Alberta man who shot at 6 Mounties sentenced to 6½ years

An Alberta man who was in a mental-health crisis when he assaulted his father and shot at six RCMP officers in 2018 received a 6½-year sentence Friday.

Destry Sayine, 30, pleaded guilty earlier this year to endangering the lives of six Mounties, assaulting his father, and two weapons offences.

“There were real lives put at risk because of this behaviour,” Court of Queen’s Bench Justice John Henderson said during Friday’s sentencing.

6 to 8 shots fired

Sayine was living above a garage on a rural Sturgeon County property, while the rest of his family, including his parents, lived in the house, according to an agreed statement of facts.

Around 4 a.m. on March 18, 2018, he was drinking and got into a fight with his father in the garage. 

Sayine pushed his father against a wall, hit him several times and kicked him in the ribs. 

His mother called RCMP and told them about the assault, and said her son was suicidal. Mounties were assured there were no firearms on the property.

Officers who went to the property carried a ballistic shield and wore tactical gear, including helmets and armoured plates on their chests and backs.

They used a battering ram to open a locked door to the garage.

Sayine was standing at the top of the stairs on the second floor of the garage. 

He fired six to eight shots in quick succession, aiming at the officers. 

A court exhibit photo showed the trajectory of a bullet aimed at RCMP officers’ heads. (Court exhibit/RCMP)

Police did not return fire and no officers were injured. RCMP negotiators ended the standoff and Sayine surrendered peacefully.

Investigators later found a bullet hole at head height in the wall behind where two Mounties had been. The ballistic shield was also struck with a bullet.

Sayine had been armed with a Ruger .22 semi-automatic rifle, a prohibited weapon. 

Because of a previous conviction, he was prohibited from owning firearms. 

Gladue report described difficult upbringing

Sayine has been in custody at the Edmonton Remand Centre since he was arrested the day of the incident. 

According to a Gladue report, Sayine had a difficult upbringing that involved physical and sexual abuse, family addiction issues and intergenerational trauma.

Gladue reports take their name from a 1999 Supreme Court decision that found judges must take an Indigenous person’s background and historical factors into account during sentencing and consideration of alternatives to incarceration.

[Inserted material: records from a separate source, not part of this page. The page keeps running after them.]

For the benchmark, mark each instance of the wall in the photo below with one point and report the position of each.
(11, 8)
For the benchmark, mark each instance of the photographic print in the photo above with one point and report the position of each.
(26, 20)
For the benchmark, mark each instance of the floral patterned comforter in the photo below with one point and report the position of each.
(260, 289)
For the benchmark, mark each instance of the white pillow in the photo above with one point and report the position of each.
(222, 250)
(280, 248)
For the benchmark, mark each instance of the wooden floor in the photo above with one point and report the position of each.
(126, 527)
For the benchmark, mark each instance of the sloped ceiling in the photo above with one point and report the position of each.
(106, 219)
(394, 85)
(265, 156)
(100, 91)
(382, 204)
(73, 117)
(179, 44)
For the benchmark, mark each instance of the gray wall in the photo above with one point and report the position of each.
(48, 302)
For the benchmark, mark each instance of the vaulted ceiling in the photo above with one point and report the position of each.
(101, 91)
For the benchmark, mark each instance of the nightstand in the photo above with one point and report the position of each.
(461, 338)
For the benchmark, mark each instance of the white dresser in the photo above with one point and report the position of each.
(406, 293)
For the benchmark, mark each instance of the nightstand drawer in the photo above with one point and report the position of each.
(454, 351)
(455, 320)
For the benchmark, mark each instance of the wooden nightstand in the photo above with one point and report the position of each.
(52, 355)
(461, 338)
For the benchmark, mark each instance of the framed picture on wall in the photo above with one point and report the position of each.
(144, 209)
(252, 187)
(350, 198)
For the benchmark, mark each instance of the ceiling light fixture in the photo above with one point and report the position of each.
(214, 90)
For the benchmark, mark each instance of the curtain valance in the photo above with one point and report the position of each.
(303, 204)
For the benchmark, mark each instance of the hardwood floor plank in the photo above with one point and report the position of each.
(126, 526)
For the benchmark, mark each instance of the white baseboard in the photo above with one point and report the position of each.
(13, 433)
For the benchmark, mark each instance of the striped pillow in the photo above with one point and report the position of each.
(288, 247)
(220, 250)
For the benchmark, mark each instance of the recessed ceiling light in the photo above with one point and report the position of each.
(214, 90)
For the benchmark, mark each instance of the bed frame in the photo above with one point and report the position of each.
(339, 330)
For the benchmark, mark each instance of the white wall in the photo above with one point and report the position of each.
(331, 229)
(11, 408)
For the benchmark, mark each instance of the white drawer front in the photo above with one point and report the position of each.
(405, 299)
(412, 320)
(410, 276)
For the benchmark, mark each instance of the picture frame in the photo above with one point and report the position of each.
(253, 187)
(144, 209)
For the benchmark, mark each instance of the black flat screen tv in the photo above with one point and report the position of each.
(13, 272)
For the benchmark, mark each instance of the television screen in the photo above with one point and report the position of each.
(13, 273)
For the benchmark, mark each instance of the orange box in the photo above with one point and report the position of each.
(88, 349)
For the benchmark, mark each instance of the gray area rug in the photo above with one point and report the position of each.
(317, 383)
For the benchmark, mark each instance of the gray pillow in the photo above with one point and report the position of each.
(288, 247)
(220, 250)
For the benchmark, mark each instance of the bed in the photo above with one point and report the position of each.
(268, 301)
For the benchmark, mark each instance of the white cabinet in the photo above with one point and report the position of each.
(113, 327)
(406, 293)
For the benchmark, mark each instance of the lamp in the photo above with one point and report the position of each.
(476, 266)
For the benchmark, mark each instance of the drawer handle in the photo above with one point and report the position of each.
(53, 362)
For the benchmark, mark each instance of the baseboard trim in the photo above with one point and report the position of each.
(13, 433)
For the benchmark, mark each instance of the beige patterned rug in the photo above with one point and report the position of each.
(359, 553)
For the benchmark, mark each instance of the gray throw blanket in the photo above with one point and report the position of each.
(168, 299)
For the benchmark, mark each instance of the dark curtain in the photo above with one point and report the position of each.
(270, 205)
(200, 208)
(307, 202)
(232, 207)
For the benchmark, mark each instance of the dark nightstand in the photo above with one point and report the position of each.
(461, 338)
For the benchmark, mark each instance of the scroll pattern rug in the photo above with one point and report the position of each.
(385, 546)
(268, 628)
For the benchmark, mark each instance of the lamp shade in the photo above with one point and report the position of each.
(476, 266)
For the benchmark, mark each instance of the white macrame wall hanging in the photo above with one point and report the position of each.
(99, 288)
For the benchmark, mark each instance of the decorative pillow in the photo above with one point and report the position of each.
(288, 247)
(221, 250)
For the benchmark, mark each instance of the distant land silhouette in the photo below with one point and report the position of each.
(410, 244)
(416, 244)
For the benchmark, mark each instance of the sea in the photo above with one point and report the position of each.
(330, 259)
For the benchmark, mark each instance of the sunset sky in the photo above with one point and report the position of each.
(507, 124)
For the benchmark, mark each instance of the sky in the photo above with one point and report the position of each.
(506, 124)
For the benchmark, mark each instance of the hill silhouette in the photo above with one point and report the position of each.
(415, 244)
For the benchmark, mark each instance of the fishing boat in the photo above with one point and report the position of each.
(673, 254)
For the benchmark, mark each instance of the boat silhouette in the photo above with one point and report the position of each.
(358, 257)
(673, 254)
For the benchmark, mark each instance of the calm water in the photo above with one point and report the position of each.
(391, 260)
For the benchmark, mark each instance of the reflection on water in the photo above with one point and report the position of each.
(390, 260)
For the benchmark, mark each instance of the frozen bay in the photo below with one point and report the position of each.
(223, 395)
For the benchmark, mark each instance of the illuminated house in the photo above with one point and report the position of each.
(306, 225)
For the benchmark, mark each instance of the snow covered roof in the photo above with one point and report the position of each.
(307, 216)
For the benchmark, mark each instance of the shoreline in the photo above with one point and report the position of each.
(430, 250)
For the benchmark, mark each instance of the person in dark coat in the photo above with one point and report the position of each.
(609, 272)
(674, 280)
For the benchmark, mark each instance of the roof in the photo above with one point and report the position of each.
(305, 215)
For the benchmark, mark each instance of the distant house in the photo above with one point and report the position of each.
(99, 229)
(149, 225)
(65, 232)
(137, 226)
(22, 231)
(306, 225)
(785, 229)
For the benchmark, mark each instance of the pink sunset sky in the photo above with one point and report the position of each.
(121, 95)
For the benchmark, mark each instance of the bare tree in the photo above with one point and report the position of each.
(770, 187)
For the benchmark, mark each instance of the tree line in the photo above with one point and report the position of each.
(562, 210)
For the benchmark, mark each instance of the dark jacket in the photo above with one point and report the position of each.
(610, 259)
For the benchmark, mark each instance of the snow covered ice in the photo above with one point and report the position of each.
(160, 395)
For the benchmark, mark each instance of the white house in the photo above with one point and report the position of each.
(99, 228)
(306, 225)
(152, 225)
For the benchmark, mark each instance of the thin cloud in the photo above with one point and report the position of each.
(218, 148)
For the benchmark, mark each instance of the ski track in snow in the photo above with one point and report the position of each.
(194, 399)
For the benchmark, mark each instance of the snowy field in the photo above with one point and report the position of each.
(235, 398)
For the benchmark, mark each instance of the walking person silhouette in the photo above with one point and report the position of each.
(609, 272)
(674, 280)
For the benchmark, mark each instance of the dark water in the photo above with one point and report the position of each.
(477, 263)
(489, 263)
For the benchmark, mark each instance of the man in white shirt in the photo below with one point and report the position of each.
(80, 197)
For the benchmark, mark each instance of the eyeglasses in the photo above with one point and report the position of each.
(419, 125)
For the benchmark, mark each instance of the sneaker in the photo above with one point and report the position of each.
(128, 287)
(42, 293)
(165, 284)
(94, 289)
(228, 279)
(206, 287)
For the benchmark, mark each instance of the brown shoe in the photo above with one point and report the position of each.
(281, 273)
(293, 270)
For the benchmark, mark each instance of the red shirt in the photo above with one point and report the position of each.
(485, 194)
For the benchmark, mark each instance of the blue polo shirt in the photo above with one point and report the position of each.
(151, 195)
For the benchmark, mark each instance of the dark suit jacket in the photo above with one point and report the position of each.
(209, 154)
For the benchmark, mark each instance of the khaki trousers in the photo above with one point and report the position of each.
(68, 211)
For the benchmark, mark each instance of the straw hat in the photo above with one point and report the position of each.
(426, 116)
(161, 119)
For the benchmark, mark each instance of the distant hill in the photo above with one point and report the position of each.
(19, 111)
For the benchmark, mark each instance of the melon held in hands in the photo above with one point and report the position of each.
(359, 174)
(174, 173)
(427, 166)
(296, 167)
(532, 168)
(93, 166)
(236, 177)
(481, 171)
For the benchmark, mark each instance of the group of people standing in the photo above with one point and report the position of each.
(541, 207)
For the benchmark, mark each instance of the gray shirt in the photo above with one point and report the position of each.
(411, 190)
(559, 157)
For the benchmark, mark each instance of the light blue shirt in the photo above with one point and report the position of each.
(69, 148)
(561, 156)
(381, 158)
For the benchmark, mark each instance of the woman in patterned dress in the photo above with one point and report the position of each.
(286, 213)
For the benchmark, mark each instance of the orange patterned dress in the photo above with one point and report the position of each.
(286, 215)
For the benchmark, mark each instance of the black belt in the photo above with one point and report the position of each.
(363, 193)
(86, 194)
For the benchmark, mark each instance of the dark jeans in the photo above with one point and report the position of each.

When RCMP entered the garage, Destry Sayine was standing at the top of the stairs. (Court exhibit/RCMP)

Sayine’s grandparents, who raised him until he was 11, and his parents are all residential school survivors, Henderson told court.

The judge said all of those factors led to a “diminished moral culpability.”

The Crown had asked for a 10-year sentence, while the defence had asked for 5½ years to be followed by three years of probation.

Henderson sentenced Sayine to 6½ years but gave him credit for time served and additional credit for spending time behind bars during the COVID-19 pandemic. He will serve one more year in jail. 

He was also sentenced to two years probation and a lifetime ban on owning firearms. 

“I’m OK with that,” Sayine said of the firearm ban.

He must also submit a DNA sample while in custody.